Preparation: Use only the amount of dried shuck beans you need (a little makes a lot) and soak, covered, in water overnight. Drain beans, rinse, and put into large cooking pot. Cover beans with water, boil for 1 hour, drain and rinse again. Put cold water above level of beans in the kettle and add salt pork that has been cut into bite-sized pieces. Cook an hour or two more, or until beans plump up and become tender. Cook the water down until beans are almost dry. Serve with cornbread and sliced raw onions, if desired.

Reviews (2)

  • These are called leather britches. I've threaded many a half runner bean and hung 4 or 5 strands on several coat hangers to dry either in the sun or a warm dry place. My grandmother and my mother taught me this wonderful method of preserving beans to last the winter. As the previous reviewer mentioned we often saved them for special occasions as they are a treat! Reading this recipe reminded me that I have a 'mess' of beans left that needs to be cooked. Yummy! Thanks for this post!

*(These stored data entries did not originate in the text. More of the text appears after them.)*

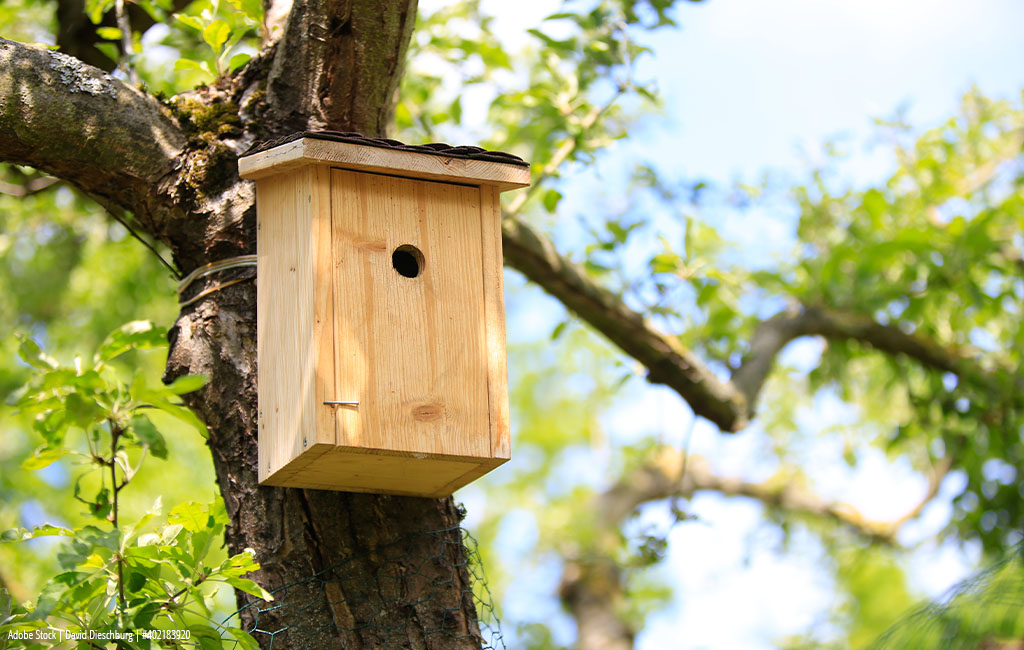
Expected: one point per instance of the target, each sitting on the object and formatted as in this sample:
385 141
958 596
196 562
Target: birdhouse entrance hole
408 260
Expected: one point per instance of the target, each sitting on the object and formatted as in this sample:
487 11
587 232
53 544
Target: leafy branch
123 577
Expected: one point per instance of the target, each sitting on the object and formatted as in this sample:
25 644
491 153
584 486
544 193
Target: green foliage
221 30
120 575
983 611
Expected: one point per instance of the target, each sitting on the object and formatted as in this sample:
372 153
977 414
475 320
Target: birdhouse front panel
409 260
381 339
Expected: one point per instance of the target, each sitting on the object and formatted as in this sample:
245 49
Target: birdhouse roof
435 161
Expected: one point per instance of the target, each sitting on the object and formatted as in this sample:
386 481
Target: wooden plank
324 313
361 158
380 471
284 299
411 350
494 317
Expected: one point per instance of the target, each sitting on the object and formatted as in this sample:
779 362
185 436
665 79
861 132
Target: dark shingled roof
434 148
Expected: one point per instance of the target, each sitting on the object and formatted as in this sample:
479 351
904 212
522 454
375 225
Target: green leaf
96 9
170 532
187 383
137 335
189 20
43 459
193 515
876 205
216 35
109 33
46 530
150 436
32 354
239 60
180 413
83 409
249 587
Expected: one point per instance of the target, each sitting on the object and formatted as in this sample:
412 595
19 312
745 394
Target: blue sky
756 86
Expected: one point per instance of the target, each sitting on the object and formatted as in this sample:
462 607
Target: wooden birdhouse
380 313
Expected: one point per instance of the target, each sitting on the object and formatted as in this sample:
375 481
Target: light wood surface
411 350
423 356
360 157
494 316
380 471
285 316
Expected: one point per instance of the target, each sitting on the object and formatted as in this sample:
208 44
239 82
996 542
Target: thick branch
664 478
75 122
668 361
339 62
772 335
77 34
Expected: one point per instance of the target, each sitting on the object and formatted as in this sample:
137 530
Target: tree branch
339 62
667 360
664 478
592 586
78 124
773 335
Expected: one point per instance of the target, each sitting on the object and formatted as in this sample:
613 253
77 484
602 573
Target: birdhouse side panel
410 332
286 353
494 301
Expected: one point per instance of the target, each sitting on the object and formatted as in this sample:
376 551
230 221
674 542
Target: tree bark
352 570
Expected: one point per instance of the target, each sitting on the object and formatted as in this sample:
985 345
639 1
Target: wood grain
412 350
424 356
286 356
494 316
359 157
380 471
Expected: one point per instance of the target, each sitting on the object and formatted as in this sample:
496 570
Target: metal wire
213 267
413 586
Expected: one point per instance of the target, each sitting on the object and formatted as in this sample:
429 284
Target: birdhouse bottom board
381 338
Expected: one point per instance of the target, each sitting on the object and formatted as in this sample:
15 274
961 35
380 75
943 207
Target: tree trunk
347 570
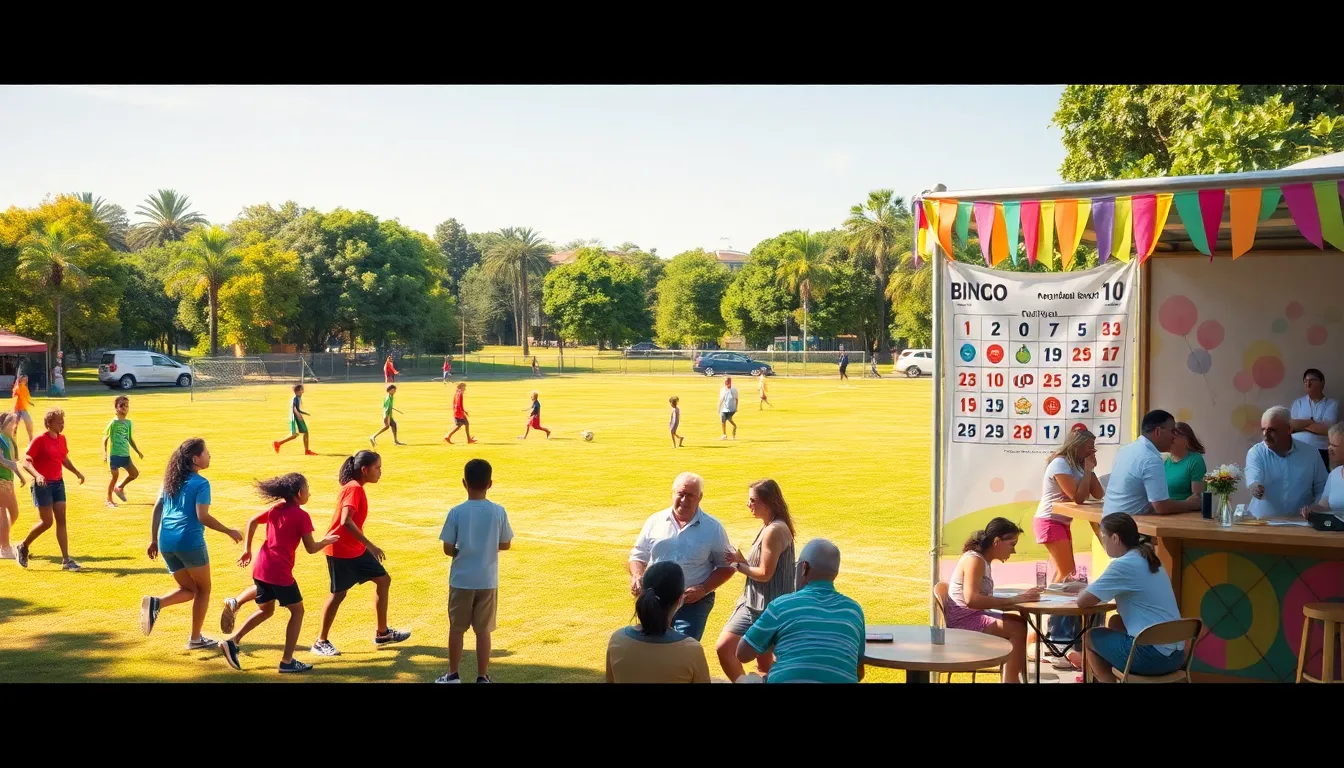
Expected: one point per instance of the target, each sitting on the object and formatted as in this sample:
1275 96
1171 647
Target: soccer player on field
296 423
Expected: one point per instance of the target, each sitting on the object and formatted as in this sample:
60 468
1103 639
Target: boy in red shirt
273 572
460 416
47 453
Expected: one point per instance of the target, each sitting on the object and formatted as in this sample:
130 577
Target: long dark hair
1126 529
284 488
180 466
354 467
663 585
769 494
984 538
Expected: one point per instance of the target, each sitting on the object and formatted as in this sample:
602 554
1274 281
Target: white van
127 369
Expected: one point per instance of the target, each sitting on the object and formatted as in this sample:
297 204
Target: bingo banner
1027 358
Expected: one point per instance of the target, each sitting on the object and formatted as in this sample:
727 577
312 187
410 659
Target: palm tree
878 226
112 217
804 272
204 265
515 253
170 219
49 254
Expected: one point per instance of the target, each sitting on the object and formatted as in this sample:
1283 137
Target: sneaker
226 619
391 636
230 651
148 613
324 648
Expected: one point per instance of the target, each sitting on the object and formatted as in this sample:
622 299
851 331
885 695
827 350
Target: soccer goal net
245 378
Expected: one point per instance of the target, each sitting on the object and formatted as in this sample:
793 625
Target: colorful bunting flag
1301 203
1246 209
1012 222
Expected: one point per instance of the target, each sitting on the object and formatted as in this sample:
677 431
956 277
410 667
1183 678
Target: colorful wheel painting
1237 604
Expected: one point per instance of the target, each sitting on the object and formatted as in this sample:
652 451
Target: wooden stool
1331 615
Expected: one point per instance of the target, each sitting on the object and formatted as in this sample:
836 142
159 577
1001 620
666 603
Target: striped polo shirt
817 636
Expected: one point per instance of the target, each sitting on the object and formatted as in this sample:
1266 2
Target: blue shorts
49 494
191 558
1148 661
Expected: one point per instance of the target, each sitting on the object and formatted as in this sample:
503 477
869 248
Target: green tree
170 218
1139 131
207 261
876 227
690 299
596 297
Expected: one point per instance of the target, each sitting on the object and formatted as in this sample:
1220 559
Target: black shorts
347 572
282 595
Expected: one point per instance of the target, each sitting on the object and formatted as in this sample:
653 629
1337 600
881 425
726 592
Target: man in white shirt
1313 413
695 541
1284 475
1137 480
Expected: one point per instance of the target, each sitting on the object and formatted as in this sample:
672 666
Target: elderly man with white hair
695 541
816 632
1282 474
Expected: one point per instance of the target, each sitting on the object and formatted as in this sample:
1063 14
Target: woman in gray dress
769 570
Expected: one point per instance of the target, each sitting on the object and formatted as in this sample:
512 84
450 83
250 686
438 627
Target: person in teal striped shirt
817 634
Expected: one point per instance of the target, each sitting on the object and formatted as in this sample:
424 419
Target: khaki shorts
471 609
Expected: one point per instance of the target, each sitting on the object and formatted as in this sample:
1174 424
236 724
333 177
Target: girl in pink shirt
273 570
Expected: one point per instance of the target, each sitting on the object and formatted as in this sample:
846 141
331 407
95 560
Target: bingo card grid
1027 381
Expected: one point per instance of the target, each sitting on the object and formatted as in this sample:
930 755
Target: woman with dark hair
655 653
769 569
178 531
977 608
1184 466
354 558
1143 592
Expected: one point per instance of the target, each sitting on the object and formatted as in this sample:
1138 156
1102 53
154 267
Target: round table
964 651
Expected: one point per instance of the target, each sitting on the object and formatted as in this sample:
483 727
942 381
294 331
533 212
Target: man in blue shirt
1282 474
1137 478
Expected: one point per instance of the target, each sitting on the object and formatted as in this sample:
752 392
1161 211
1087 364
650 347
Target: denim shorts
1148 661
49 494
191 558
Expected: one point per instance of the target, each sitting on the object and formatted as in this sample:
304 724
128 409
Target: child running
676 421
473 535
178 531
534 421
354 558
389 423
460 416
296 423
273 572
47 453
10 468
118 457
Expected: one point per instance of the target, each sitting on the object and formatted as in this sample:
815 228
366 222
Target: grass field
852 460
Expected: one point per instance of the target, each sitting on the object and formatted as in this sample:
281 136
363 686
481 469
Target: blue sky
665 167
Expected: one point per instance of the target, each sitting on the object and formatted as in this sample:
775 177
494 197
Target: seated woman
977 607
1143 592
1184 464
655 653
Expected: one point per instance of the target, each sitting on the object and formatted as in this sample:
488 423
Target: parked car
715 363
915 362
128 369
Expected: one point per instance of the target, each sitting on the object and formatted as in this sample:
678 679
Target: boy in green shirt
118 457
389 423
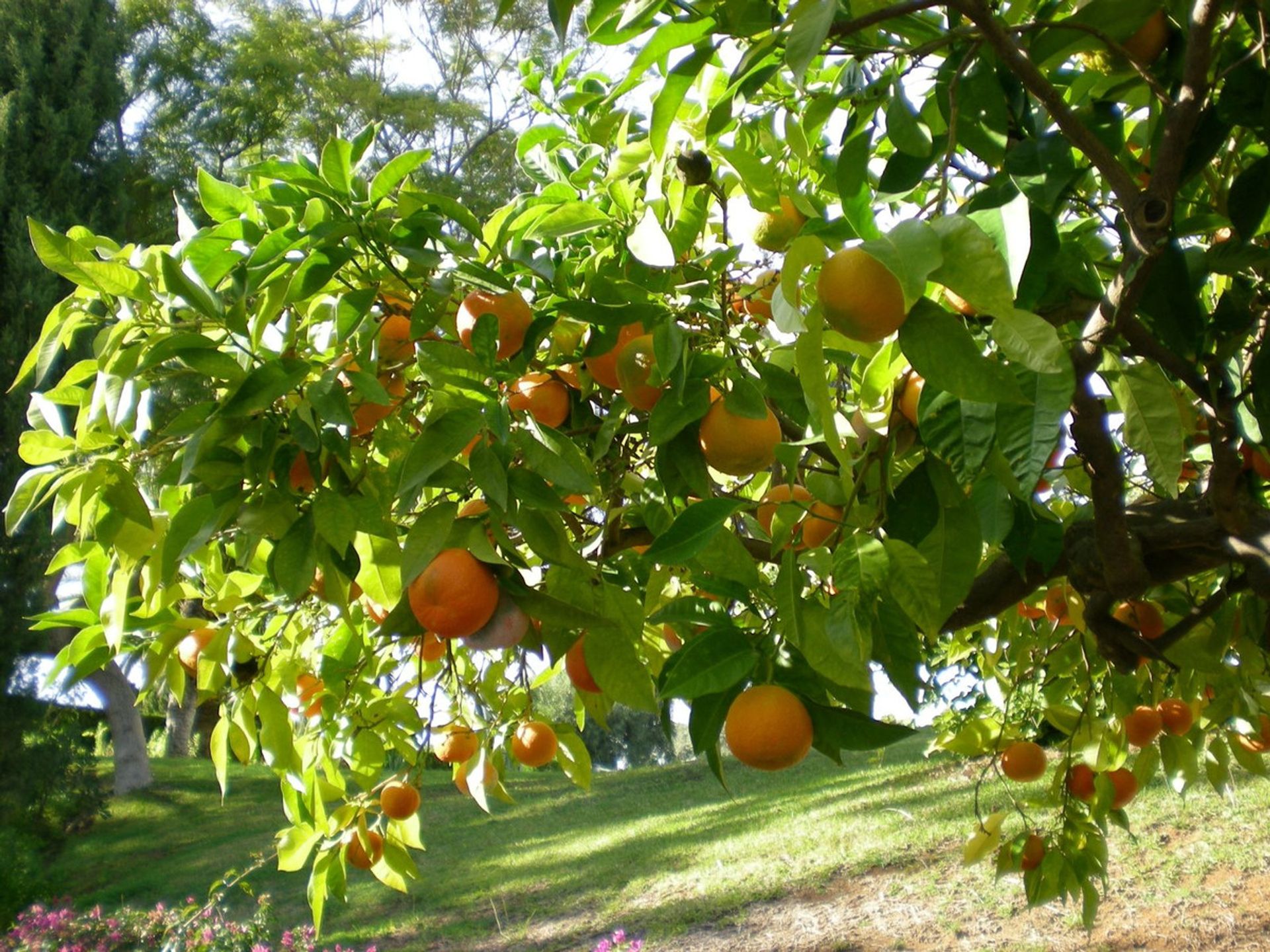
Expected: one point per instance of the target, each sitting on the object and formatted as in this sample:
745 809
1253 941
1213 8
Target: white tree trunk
127 734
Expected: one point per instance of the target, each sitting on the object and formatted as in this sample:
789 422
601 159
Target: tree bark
181 721
127 734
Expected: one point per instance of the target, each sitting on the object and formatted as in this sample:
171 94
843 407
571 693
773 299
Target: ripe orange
910 397
603 367
775 230
394 338
357 855
1126 787
813 528
1146 46
736 444
367 415
759 301
769 728
455 596
1023 762
1142 617
635 364
1176 715
1143 725
1034 851
575 666
310 688
544 397
1080 782
399 801
534 744
489 774
860 298
429 648
192 647
302 475
513 319
458 744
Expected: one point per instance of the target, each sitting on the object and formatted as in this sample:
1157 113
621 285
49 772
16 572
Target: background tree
1001 357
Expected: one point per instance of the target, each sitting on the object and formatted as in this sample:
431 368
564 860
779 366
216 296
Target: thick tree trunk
127 734
181 721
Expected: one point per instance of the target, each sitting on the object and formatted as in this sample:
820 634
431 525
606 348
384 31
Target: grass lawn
659 851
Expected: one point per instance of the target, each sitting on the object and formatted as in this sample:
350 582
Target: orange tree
994 403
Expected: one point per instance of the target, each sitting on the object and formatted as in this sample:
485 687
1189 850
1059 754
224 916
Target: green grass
661 851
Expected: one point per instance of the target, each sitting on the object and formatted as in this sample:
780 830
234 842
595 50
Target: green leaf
1152 422
913 586
335 520
943 350
669 98
693 530
810 23
269 382
959 432
394 172
842 729
337 165
1027 436
911 252
222 200
709 664
294 561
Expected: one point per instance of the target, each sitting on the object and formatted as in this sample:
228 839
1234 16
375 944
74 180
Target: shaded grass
659 851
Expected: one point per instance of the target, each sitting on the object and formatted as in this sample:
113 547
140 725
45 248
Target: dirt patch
880 910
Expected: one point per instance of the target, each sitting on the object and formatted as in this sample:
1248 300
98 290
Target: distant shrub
60 928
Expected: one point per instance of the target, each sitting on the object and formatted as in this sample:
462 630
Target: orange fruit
860 298
1143 725
513 319
603 367
398 800
302 475
357 855
959 303
635 364
1034 851
1176 715
534 744
455 596
429 648
367 415
459 744
544 397
1080 782
309 688
489 774
1023 762
1146 46
813 528
775 230
192 647
736 444
1142 617
1126 787
910 397
575 666
394 338
759 301
767 728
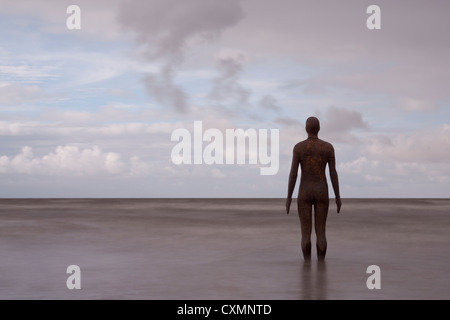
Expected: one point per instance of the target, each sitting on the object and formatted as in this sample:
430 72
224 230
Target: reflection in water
313 281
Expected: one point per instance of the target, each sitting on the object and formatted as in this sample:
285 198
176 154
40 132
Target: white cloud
426 145
64 161
16 94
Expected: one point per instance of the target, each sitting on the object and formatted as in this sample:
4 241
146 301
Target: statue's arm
334 179
292 179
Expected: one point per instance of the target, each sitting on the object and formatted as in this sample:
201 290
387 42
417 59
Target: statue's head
312 125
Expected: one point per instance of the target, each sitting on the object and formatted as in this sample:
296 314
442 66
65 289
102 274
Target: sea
208 249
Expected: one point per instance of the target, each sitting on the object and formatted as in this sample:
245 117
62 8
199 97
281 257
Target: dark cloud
162 88
338 124
164 29
268 102
226 87
288 122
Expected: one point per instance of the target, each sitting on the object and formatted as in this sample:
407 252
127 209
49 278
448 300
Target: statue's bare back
313 155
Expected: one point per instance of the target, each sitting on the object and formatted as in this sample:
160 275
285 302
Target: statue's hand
288 204
339 204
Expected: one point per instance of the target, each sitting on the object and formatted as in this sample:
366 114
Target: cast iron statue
313 155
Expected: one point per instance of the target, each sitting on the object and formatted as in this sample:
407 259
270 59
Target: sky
90 112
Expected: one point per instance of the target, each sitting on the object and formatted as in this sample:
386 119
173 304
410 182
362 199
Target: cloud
338 124
65 160
268 102
226 87
165 30
428 145
163 89
12 94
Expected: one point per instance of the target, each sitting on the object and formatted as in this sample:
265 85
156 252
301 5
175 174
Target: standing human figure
313 155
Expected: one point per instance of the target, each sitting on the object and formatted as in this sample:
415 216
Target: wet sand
220 249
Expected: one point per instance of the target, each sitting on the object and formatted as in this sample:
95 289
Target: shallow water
220 249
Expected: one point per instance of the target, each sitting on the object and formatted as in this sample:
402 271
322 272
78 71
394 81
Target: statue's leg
305 214
320 221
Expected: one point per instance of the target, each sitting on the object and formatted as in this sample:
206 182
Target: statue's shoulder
326 144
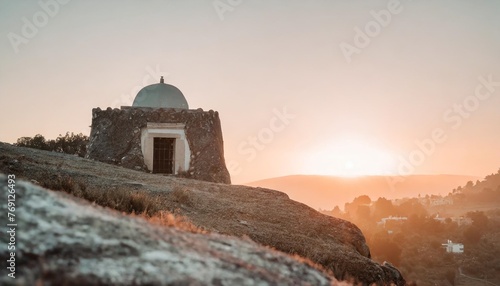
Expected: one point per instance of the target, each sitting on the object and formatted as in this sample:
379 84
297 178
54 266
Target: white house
453 247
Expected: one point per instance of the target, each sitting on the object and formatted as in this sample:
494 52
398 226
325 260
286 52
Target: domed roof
160 95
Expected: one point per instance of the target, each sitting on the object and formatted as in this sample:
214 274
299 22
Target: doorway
163 155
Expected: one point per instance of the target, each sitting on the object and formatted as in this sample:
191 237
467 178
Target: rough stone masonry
115 138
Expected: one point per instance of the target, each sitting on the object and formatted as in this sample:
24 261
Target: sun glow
348 158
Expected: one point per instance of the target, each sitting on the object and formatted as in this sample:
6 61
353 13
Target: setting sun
348 158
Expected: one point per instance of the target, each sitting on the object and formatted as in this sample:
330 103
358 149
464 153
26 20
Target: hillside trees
75 144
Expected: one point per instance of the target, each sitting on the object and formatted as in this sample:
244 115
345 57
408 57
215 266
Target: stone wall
115 138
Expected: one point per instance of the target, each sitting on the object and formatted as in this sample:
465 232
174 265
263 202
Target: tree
37 142
479 219
75 144
383 208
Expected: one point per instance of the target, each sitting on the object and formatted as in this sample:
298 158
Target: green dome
160 95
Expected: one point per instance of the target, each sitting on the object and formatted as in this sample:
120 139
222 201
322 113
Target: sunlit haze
344 88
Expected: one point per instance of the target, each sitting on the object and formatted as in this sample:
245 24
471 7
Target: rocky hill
266 216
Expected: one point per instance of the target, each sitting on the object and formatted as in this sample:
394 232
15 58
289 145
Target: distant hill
265 216
326 192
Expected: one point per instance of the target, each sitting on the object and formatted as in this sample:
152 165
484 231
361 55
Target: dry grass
168 219
121 200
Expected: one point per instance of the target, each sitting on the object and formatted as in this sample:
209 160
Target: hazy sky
302 87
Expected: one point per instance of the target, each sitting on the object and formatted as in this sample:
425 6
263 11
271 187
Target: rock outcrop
266 216
61 241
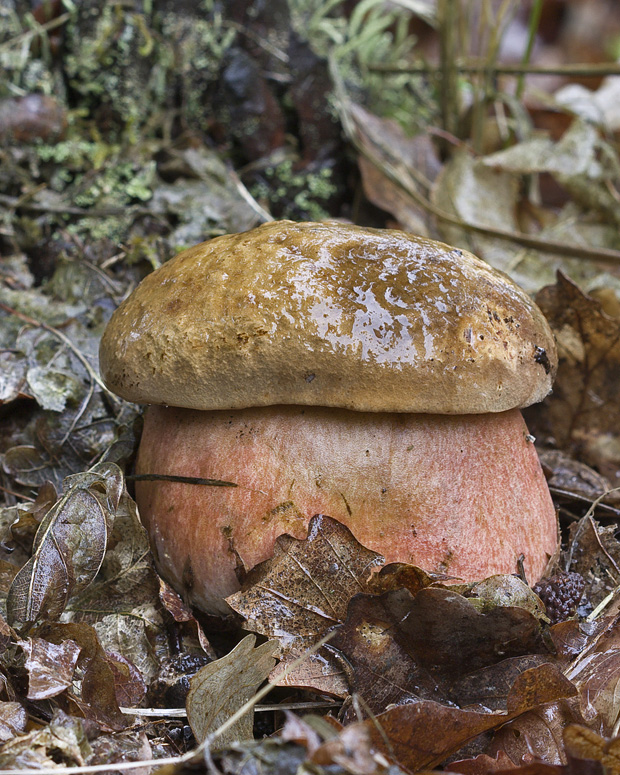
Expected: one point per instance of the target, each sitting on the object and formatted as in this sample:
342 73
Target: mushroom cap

    Flag as inappropriate s_march  |  February 22, 2011

  • Wow what a great memory this recipe brought back of sitting on the porch with my grandmother threading beans with a needle and thread. She would hang them from the porch to dry in the sun and they looked so pretty twirling in the gentle summer breeze in Hyden Ky. She would store them away for special dinners like Christmas and Thanksgiving.